6. Conclusions and Future Research
This study was exploratory and innovative as no other studies have yet assessed data privacy and security protection and health-promoting role modelling in the technology acceptance model. After controlling for several covariates, perceptions of usefulness, data privacy and security protection, and health-promoting role were all statistically significant factors that influenced ePHR use. Our findings suggest that ePHR users feel more protected and less concerned about privacy and security when their providers use EHRs. Promoting wide adoption and use of ePHRs by nurses may benefit the general public by endorsing the use of ePHRs. Moreover, nurses may contribute to improvements in patient education and ePHR design.
Future surveys should strive for better response rates by improving methods to engage nonresponders while also being cognizant of obtaining representative samples of nurses. Research on this topic could also include other health care professionals (e.g., pharmacists and physicians). Our expanded model and items that measured the concepts of perceptions of usefulness, ease of use, data privacy and security protection, and health-promoting role should be replicated to confirm reliability and validity.

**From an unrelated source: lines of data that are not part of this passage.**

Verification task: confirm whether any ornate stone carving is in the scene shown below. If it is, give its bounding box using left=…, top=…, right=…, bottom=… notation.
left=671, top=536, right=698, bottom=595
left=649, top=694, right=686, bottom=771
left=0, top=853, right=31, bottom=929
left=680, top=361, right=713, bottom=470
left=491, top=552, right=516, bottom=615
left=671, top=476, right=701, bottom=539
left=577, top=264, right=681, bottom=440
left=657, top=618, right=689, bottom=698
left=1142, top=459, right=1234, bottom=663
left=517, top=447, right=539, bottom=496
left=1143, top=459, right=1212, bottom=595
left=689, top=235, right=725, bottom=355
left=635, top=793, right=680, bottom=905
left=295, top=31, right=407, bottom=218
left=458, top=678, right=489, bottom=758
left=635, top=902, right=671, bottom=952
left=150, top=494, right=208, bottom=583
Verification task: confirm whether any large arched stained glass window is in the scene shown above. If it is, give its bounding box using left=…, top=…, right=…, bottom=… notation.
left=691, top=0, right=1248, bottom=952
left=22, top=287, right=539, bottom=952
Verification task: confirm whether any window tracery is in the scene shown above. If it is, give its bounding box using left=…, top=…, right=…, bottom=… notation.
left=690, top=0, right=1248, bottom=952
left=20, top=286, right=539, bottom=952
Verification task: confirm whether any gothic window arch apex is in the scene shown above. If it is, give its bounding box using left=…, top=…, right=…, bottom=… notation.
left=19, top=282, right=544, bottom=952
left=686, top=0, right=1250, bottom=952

Further assessment of different types of ePHRs may explain whether more complex ePHR features affect adoption and use of ePHR.
Supplementary Material
Acknowledgments
This work was supported by the American Nursing Informatics Association Scholarship Award and by the Graduate Assistance in Areas of National Need fellowship from the University of Maryland School of Nursing. The authors would like to thank the nurses who participated in the survey. The authors also would like thank the editorial assistance of the National Institutes of Health Fellows Editorial Board.
Footnotes
Clinical Relevance Statement
ePHR research often lacks a theoretical framework supported by empirical findings and to our knowledge no studies have examined health care professionals’ ePHRs use for their own personal health management. More work needs to be done in this area because if health care professionals do not express satisfaction and do not want to use ePHRs for their own health monitoring how can we expect patients in general to use them?
Conflicts of Interest
None of the authors have a conflict of interest. The authors are responsible for the writing and content of this article. The opinions expressed in this article are those of the authors and do not necessarily reflect the policies of the National Institutes of Health.
Human Subjects Protections
Neither human nor animal experimental subjects were included in the project. The study received Institutional Review Board approval from the University of Maryland, Baltimore and each facility, and permission was obtained from AMIA and HIMSS.